Industry Data Challenges


In recent years, global energy and financial markets have grown significantly. As these markets continue to expand they require an increasing amount of transaction data to be captured, managed and delivered for analysis and actionable decision-making. Factors such as the California and Texas nodal initiatives, new financial instruments and the increasing popularity of derivatives have contributed to the dramatic increase in data creation. This increase of data is expected to continue exponentially in the future, placing higher demands on processes, technologies and resources.


Data quality is highly correlated to the accuracy of market research and thus profitability of clients. Missing and incorrect information can be extremely costly to decision-makers. The need and importance for accuracy, completeness and consistency of timely data cannot be overstated. Unfortunately, data from leading vendors is often inconsistent, incorrect or missing.
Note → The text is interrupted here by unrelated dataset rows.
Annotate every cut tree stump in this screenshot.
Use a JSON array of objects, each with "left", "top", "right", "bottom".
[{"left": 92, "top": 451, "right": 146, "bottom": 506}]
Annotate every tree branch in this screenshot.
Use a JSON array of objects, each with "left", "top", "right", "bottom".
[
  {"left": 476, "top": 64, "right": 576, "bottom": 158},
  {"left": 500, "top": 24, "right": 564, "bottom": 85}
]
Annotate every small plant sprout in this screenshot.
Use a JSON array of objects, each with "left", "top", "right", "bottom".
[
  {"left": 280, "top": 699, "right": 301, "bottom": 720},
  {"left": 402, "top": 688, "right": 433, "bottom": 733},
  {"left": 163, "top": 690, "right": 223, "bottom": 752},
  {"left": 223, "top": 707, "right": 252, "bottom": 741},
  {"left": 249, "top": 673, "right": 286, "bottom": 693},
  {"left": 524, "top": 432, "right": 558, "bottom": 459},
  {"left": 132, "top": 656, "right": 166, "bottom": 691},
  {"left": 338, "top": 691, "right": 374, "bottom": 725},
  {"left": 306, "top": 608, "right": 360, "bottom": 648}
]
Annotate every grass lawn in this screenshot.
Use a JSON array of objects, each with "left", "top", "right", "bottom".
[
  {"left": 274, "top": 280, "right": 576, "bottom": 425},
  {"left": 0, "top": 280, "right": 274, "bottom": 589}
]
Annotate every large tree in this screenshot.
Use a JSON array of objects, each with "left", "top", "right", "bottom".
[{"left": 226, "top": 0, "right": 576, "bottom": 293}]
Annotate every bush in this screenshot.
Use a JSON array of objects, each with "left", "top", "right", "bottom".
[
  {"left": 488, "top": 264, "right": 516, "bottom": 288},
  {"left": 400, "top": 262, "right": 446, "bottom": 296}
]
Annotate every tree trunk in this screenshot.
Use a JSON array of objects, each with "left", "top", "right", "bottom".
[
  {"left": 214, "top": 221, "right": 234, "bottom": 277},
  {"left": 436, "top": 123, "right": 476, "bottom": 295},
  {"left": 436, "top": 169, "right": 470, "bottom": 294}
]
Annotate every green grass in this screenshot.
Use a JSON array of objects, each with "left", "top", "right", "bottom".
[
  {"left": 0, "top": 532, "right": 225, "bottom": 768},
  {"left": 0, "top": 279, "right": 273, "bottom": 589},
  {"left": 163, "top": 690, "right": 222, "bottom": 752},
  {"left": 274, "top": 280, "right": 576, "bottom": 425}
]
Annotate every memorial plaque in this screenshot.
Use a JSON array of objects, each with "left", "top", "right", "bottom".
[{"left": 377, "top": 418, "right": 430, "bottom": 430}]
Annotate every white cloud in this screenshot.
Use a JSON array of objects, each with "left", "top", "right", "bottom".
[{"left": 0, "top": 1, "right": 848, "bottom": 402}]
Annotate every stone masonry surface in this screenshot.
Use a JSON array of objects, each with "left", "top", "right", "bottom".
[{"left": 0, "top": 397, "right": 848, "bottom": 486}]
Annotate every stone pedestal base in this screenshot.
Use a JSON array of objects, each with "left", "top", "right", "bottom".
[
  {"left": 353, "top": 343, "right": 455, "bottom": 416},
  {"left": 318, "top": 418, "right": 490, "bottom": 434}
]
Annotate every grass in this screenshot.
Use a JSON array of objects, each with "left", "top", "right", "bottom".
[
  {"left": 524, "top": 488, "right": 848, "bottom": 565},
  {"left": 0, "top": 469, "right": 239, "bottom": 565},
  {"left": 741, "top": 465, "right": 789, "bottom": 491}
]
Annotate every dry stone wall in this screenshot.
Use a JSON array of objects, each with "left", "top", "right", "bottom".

A recent study researched four providers of energy futures data and concluded that each data vendor had inaccurate and incomplete data.1 This study brings to light that an organization must add intellectual capital to every sourced piece of data it relies on.


Enterprises are shifting toward real-time consumption and distribution of information and away from traditional batch approaches. Contributing to the shift are the increasing accessibility and reliability of real-time feeds and the expanding need for a competitive advantage based on the timing of trade execution. Information that arrives late is at best less valuable and often completely worthless.


The increasing importance of internal audits and regulatory compliance, such as the Sarbanes-Oxley Act and Financial Accounting Standards Board (FASB) 133/157 accounting standards, increase the workload of client IT departments.


The combination of these challenges and the need for them to be addressed concurrently multiply the degree of difficulty for energy and financial capital market companies. Specifically, organizations need the ability to acquire, standardize, correct, store, manage, audit and deliver more data than before - faster and with higher data quality.


This article introduces a framework for energy and financial capital markets (EFCMs) master data management (MDM). The framework is specifically developed for these industries and addresses the aforementioned challenges.


Energy and Financial Capital Markets MDM Framework


MDM provides the authoritative, reliable foundation for data used across the organization with the goal to provide a single version of the truth. The EFCMs introduce subtle differentiation to traditional operational MDM frameworks. Specifically:

  • Distributed time-series architecture is required to maximize storage and retrieval performance and efficiency,
  • Data quality focuses on quality assurance rather than cleansing and merging of information and
  • Reliability, throughput and real-time ability are pushed to extremes when millions of dollars are at stake every second.

A high-level architectural representation of a proposed EFCM-specific MDM framework with associated source and target systems is depicted on Figure 1 (located at the bottom of the article).

  The EFCM MDM framework in Figure 1 includes two main components: the MDM process hub and the client data mart system. The MDM process hub handles centralization, quality and consistency of information. The ideal architecture for the MDM hub is an integrated MDM centralized repository that houses the “gold copy” of all master data and metadata information. This integrated approach provides the most complete, accurate and consistent view of master data.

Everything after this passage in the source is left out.